I just read a post by Darren Rouse of ProBlogger.com that may be the best article I've read in months.
It is called, "Temporary Blogs: Blogs as Stepping Stones," and Darren discusses how several bloggers he really enjoyed in the past, have discontinued their blogs.
At first, he regarded these examples as failures, but then learned these bloggers achieved exactly the goals they set out for themselves.
One blogger dropped her blog after getting a job, which was her purpose for blogging in the first place. She used her blog to showcase her expertise, raise her profile within her field and create lots of content that could demonstrate her knowledge.
Her blog also provided her with a platform to network within her field and meet people she might not have met otherwise.
Once she landed the job she wanted, the need (she felt) for her blog was over. As she explained to Darren:
I wanted to land a job, I was out of work, and the blog was never really going to be anything beyond an online résumé, a place for me to build my profile and build some credibility, and potentially meet some employers.
Another blogger Darren enjoyed reading stopped after he got his fledgling software company off the ground. He told Darren:
He reflected back to me that again, his blog was a means to another end—he was never going to be a professional blogger, that wasn’t his model; his model was to launch a software company, and he used his blog to do that.
This confirms what I've been thinking for some time. I firmly believe that for some fields, resumes will become obsolete and be replaced by blogs, video channels, podcasts or other forms of online portfolios.

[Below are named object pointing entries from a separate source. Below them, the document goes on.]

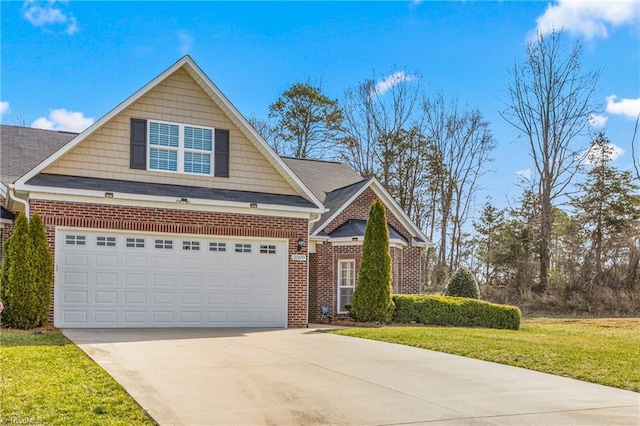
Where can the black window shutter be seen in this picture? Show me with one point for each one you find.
(221, 162)
(138, 150)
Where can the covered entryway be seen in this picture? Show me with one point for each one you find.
(106, 278)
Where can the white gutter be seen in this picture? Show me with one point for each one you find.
(14, 197)
(3, 190)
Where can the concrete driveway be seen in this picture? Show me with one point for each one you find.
(302, 377)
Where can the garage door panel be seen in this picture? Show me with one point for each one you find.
(163, 298)
(131, 280)
(163, 318)
(135, 318)
(191, 298)
(218, 299)
(163, 262)
(147, 280)
(194, 317)
(76, 297)
(106, 279)
(75, 259)
(75, 278)
(106, 260)
(135, 261)
(135, 297)
(105, 318)
(102, 297)
(192, 281)
(193, 264)
(163, 280)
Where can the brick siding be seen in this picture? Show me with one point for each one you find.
(68, 214)
(323, 266)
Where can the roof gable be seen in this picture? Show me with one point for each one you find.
(28, 147)
(346, 196)
(187, 65)
(323, 177)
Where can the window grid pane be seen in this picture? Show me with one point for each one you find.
(135, 242)
(164, 244)
(346, 283)
(163, 134)
(243, 248)
(267, 249)
(217, 246)
(190, 245)
(197, 163)
(106, 241)
(198, 138)
(163, 159)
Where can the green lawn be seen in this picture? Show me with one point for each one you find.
(605, 351)
(45, 379)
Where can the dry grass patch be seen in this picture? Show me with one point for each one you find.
(46, 379)
(604, 351)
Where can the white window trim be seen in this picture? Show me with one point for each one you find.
(181, 150)
(340, 286)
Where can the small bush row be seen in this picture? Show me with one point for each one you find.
(454, 312)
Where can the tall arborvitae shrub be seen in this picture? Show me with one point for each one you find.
(372, 297)
(42, 268)
(19, 295)
(463, 284)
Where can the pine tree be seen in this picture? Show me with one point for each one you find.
(42, 267)
(372, 297)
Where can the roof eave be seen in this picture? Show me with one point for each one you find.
(255, 138)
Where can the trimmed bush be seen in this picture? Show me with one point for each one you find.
(18, 292)
(41, 267)
(454, 312)
(462, 284)
(372, 297)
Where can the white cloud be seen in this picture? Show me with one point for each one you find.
(627, 107)
(394, 79)
(186, 41)
(597, 120)
(61, 119)
(49, 15)
(524, 174)
(588, 18)
(595, 154)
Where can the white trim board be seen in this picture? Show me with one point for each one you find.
(217, 98)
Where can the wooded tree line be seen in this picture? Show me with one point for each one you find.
(572, 238)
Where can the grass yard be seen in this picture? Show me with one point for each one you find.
(46, 379)
(605, 351)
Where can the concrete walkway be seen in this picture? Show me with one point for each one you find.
(302, 377)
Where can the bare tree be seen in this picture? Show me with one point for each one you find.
(373, 121)
(268, 132)
(551, 98)
(635, 155)
(307, 121)
(462, 143)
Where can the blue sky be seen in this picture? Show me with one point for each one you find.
(66, 64)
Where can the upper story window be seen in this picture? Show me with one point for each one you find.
(180, 148)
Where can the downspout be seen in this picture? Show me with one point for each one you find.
(14, 197)
(311, 221)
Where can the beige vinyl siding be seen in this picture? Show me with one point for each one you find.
(180, 99)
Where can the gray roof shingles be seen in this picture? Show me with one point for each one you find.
(356, 228)
(23, 148)
(331, 182)
(163, 190)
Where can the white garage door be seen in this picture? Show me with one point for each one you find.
(111, 279)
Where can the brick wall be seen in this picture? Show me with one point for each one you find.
(323, 270)
(57, 213)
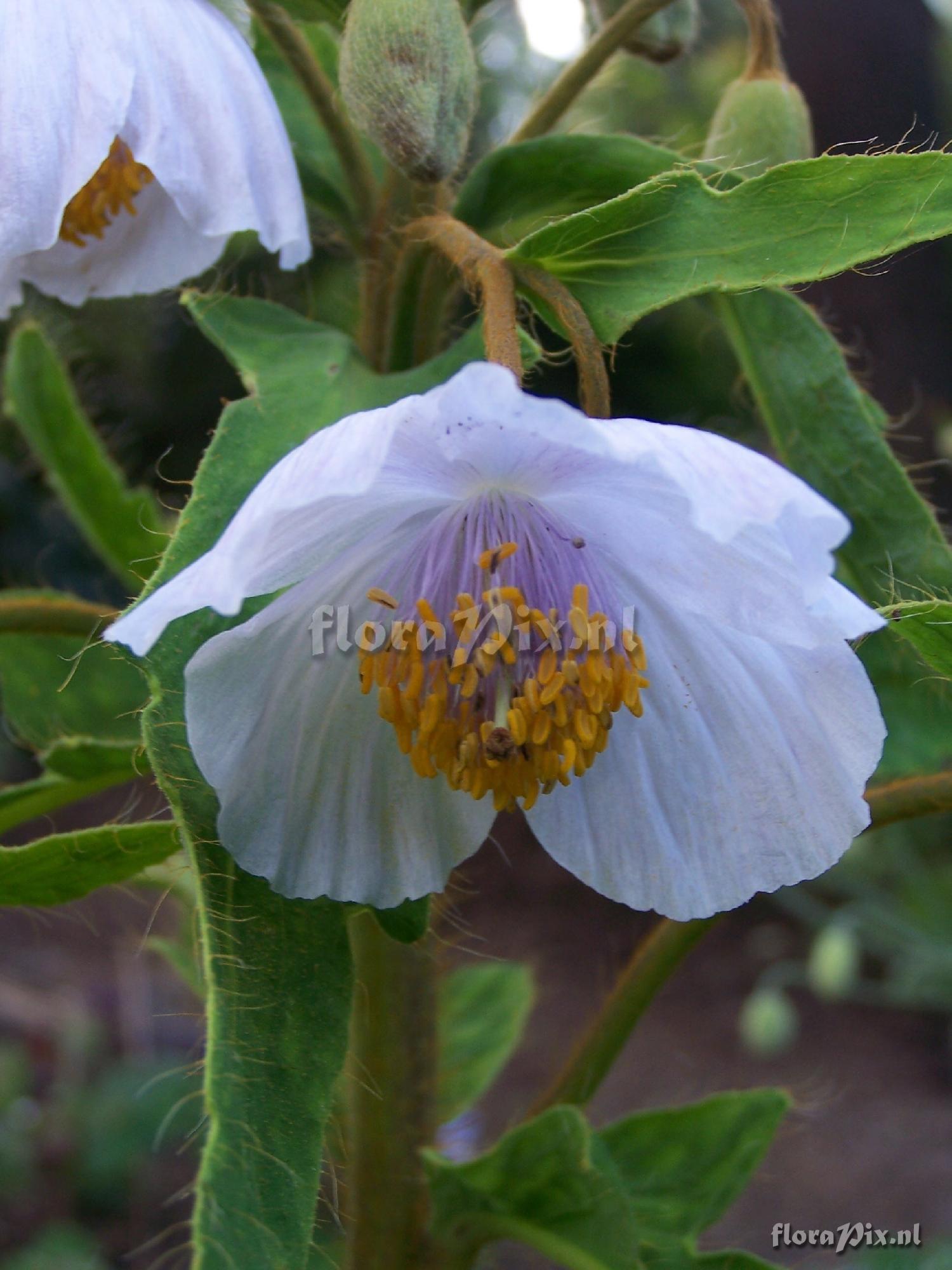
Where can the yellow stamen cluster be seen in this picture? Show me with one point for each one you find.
(474, 719)
(112, 190)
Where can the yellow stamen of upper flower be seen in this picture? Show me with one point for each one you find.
(112, 190)
(484, 723)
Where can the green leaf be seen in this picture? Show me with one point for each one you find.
(70, 866)
(929, 625)
(678, 236)
(916, 704)
(483, 1014)
(538, 1186)
(831, 432)
(684, 1168)
(58, 686)
(408, 923)
(277, 971)
(124, 526)
(517, 190)
(32, 799)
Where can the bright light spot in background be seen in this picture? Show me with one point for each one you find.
(555, 29)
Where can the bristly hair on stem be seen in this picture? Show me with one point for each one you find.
(765, 58)
(579, 74)
(486, 271)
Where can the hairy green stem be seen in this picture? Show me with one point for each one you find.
(652, 965)
(909, 798)
(293, 45)
(765, 58)
(392, 1081)
(579, 74)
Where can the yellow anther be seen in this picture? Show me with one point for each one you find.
(531, 693)
(389, 704)
(553, 689)
(541, 728)
(586, 727)
(381, 598)
(470, 683)
(579, 624)
(560, 712)
(516, 719)
(633, 646)
(112, 189)
(414, 683)
(491, 561)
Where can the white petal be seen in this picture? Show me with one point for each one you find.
(67, 78)
(337, 490)
(139, 255)
(315, 794)
(204, 119)
(746, 773)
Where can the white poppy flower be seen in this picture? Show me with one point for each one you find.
(741, 768)
(136, 137)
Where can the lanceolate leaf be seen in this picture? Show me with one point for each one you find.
(70, 866)
(483, 1013)
(832, 434)
(929, 625)
(685, 1166)
(680, 236)
(122, 526)
(538, 1186)
(521, 189)
(277, 971)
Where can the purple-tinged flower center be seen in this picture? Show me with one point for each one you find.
(506, 669)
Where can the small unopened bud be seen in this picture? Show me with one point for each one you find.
(408, 74)
(769, 1022)
(758, 125)
(835, 962)
(664, 36)
(764, 119)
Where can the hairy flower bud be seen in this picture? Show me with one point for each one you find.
(760, 124)
(666, 36)
(408, 74)
(835, 962)
(769, 1022)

Few job applicants fit neatly into a "job description." Few entrepreneurs begin with the credibility they need to attract clients and investors.
But a blog (or podcast, video channel, etc.) is much more than a portfolio of your work. It is also an excellent vehicle to enable you to network with others (especially people you may not be able to contact directly in the offline world). When people comment on your posts, subscribe to your RSS or tweet about your content, you are gathering a following.
And this kind of following is based on your knowledge and insights, not just on the cut of your suit or whether you golf at an influential country club. In fact, just the fact that you have a blog makes YOU influential within your field.
This is the kind of credibility no resume can give you.
But there is one point on which I would disagree with Darren's two friends. Even after you land your dream job or get your company launched, it is misguided to kill your blog.
- Your dream job may not last forever. The company may fail or downsize employees. Or your goals may change. At that point, you will need not only the platform your blog once gave you, but also the contacts and readers (and fans) you gathered as a result of your blogging efforts.
What should you do then? Start blogging again? Possibly, but you will most likely have lost a lot of your network that came to you through your blog.
- Your blog will most likely make you more valuable to your employer or help you attract more new clients for your company. The same knowledge and expertise that made you valuable to an employer or investor, will make you valuable to potential clients.
Your blog can easily be refocused so that you will be a rainmaker within your field. It will position you (and by extension, your company) as a solver of problems within your niche.
Therefore my advice is to dance with the one that brung you, so to speak. If your blog was what opened the door of opportunity for you in the first place, you will probably want more opportunities to come through that same door.
Your blog is the ultimate personal branding vehicle. It is personal branding not based on flash and style, but on substance, knowledge and solutions to the problems clients need to have solved.
What are your thoughts? Have you achieved success or accomplished a goal as a result of blogging or creating content? Have you landed a job or attracted clients as a result? Let me know.